SulawesiPos.com – Wafatnya Ali Khamenei membuka babak baru dalam politik Iran, terutama terkait proses suksesi kepemimpinan tertinggi negara tersebut.
Putranya, Mojtaba Khamenei disebut sebagai salah satu kandidat terkuat untuk menggantikan ayahnya.
Mojtaba selama ini telah lama dipandang oleh kalangan elite sebagai figur potensial penerus.
Meski tidak pernah memiliki peran resmi dalam rezim sang ayah, namanya konsisten muncul dalam diskusi tertutup di antara ulama senior dan petinggi militer.
Secara profil, Mojtaba dikenal memiliki hubungan dekat dengan IRGC dan jaringan ulama konservatif.
Kedekatan ini dinilai menjadi modal politik signifikan dalam sistem pemerintahan Iran, di mana keseimbangan antara otoritas keagamaan dan kekuatan militer memainkan peran sentral.
Namun demikian, proses penunjukan pemimpin tertinggi Iran secara konstitusional berada di tangan Majelis Ahli, lembaga yang berwenang memilih dan mengawasi pemimpin tertinggi.
Ayatollah Ahmad Khatami, seorang ulama senior Iran dan anggota Dewan Penjaga serta Majelis Ahli, mengatakan diskusi majelis sudah hampir pada tahap kesimpulan.
“Pemimpin tertinggi akan ditentukan pada kesempatan terdekat, kami hampir sampai pada kesimpulan,” kata anggota Majelis Ayatollah Ahmad Khatami kepada TV pemerintah.
Tiga Kandidat Ulama Senior
Isu suksesi sebenarnya sudah mengemuka sejak konflik besar pada Juni 2025 yang menewaskan sejumlah ilmuwan nuklir serta komandan terkemuka Iran.
Rangkaian peristiwa tersebut mempertegas risiko keamanan terhadap pucuk pimpinan negara, sehingga pembahasan mengenai skenario pergantian kepemimpinan disebut sudah disiapkan.
Terdapat laporan yang menyebut bahwa Ali Khamenei telah mempertimbangkan tiga ulama senior sebagai kandidat penerus.
Walau tidak ada konfirmasi resmi, nama Mojtaba Khamenei menjadi bahan spekulasi.
Israel Ancam Bunuh Penerus Khamenei
Pemerintah Israel mengeluarkan pernyataan keras terkait dinamika suksesi kepemimpinan di Iran.
Menteri Pertahanan Israel, Katz menegaskan bahwa siapa pun yang ditunjuk menggantikan Ali Khamenei akan masuk dalam radar militer negaranya.
Dalam pernyataan yang disampaikan melalui platform X, Katz menyebut figur penerus yang melanjutkan kebijakan konfrontatif terhadap Israel dan sekutunya akan dianggap sebagai ancaman langsung.

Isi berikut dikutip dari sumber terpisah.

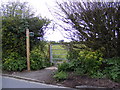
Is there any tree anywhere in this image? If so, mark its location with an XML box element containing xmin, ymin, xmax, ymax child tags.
<box><xmin>54</xmin><ymin>1</ymin><xmax>120</xmax><ymax>58</ymax></box>
<box><xmin>2</xmin><ymin>2</ymin><xmax>50</xmax><ymax>57</ymax></box>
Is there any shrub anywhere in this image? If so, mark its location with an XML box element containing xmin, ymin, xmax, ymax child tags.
<box><xmin>58</xmin><ymin>62</ymin><xmax>70</xmax><ymax>72</ymax></box>
<box><xmin>3</xmin><ymin>52</ymin><xmax>26</xmax><ymax>71</ymax></box>
<box><xmin>77</xmin><ymin>51</ymin><xmax>103</xmax><ymax>75</ymax></box>
<box><xmin>103</xmin><ymin>57</ymin><xmax>120</xmax><ymax>82</ymax></box>
<box><xmin>53</xmin><ymin>71</ymin><xmax>68</xmax><ymax>81</ymax></box>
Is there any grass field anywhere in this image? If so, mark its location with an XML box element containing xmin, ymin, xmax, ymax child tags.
<box><xmin>52</xmin><ymin>44</ymin><xmax>67</xmax><ymax>61</ymax></box>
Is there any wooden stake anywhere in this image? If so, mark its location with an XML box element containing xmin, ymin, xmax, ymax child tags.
<box><xmin>26</xmin><ymin>29</ymin><xmax>30</xmax><ymax>71</ymax></box>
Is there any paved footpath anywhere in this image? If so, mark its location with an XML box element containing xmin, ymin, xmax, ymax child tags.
<box><xmin>2</xmin><ymin>77</ymin><xmax>70</xmax><ymax>89</ymax></box>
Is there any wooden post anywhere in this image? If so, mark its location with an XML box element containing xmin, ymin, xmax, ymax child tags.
<box><xmin>49</xmin><ymin>44</ymin><xmax>53</xmax><ymax>63</ymax></box>
<box><xmin>26</xmin><ymin>29</ymin><xmax>30</xmax><ymax>71</ymax></box>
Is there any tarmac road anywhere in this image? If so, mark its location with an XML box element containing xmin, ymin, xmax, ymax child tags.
<box><xmin>2</xmin><ymin>77</ymin><xmax>69</xmax><ymax>88</ymax></box>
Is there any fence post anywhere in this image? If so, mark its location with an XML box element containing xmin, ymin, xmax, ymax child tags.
<box><xmin>49</xmin><ymin>44</ymin><xmax>52</xmax><ymax>63</ymax></box>
<box><xmin>26</xmin><ymin>29</ymin><xmax>30</xmax><ymax>71</ymax></box>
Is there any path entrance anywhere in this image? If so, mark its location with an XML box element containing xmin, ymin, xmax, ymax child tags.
<box><xmin>49</xmin><ymin>44</ymin><xmax>68</xmax><ymax>64</ymax></box>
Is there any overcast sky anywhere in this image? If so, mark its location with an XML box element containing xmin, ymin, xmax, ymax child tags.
<box><xmin>1</xmin><ymin>0</ymin><xmax>69</xmax><ymax>41</ymax></box>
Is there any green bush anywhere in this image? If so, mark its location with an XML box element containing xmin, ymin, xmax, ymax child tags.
<box><xmin>53</xmin><ymin>71</ymin><xmax>68</xmax><ymax>81</ymax></box>
<box><xmin>76</xmin><ymin>51</ymin><xmax>103</xmax><ymax>75</ymax></box>
<box><xmin>3</xmin><ymin>52</ymin><xmax>26</xmax><ymax>71</ymax></box>
<box><xmin>58</xmin><ymin>62</ymin><xmax>70</xmax><ymax>72</ymax></box>
<box><xmin>103</xmin><ymin>57</ymin><xmax>120</xmax><ymax>82</ymax></box>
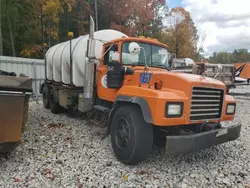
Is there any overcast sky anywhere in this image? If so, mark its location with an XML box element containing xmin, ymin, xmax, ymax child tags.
<box><xmin>166</xmin><ymin>0</ymin><xmax>250</xmax><ymax>55</ymax></box>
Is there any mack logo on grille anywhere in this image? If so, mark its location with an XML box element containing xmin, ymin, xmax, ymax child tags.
<box><xmin>190</xmin><ymin>87</ymin><xmax>224</xmax><ymax>121</ymax></box>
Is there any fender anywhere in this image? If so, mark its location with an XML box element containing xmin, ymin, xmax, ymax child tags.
<box><xmin>50</xmin><ymin>85</ymin><xmax>59</xmax><ymax>102</ymax></box>
<box><xmin>114</xmin><ymin>95</ymin><xmax>153</xmax><ymax>123</ymax></box>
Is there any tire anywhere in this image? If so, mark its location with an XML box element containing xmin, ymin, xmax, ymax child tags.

Ia menilai kepemimpinan baru di Teheran, jika tetap membawa agenda permusuhan, akan menghadapi konsekuensi serius.
“Pemimpin mana pun yang dipilih oleh rezim teror Iran untuk terus memimpin rencana penghancuran Israel, mengancam Amerika Serikat, dunia bebas, dan negara-negara di kawasan itu, serta menindas rakyat Iran, akan menjadi target pembunuhan,” kata Katz.
Menurut Katz, Israel bersama Amerika Serikat akan mempertahankan langkah-langkah strategis untuk melemahkan kemampuan militer dan pengaruh regional Iran.
Ia juga menyatakan dukungan terhadap perubahan politik di dalam negeri Iran, dengan menyebut rakyat Iran berhak menentukan arah masa depan mereka tanpa tekanan rezim.
“Kami akan terus bertindak dengan kekuatan penuh, bersama dengan mitra Amerika kami, untuk membongkar kemampuan rezim dan menciptakan kondisi bagi rakyat Iran untuk menggulingkan dan menggantinya,” tambah Katz.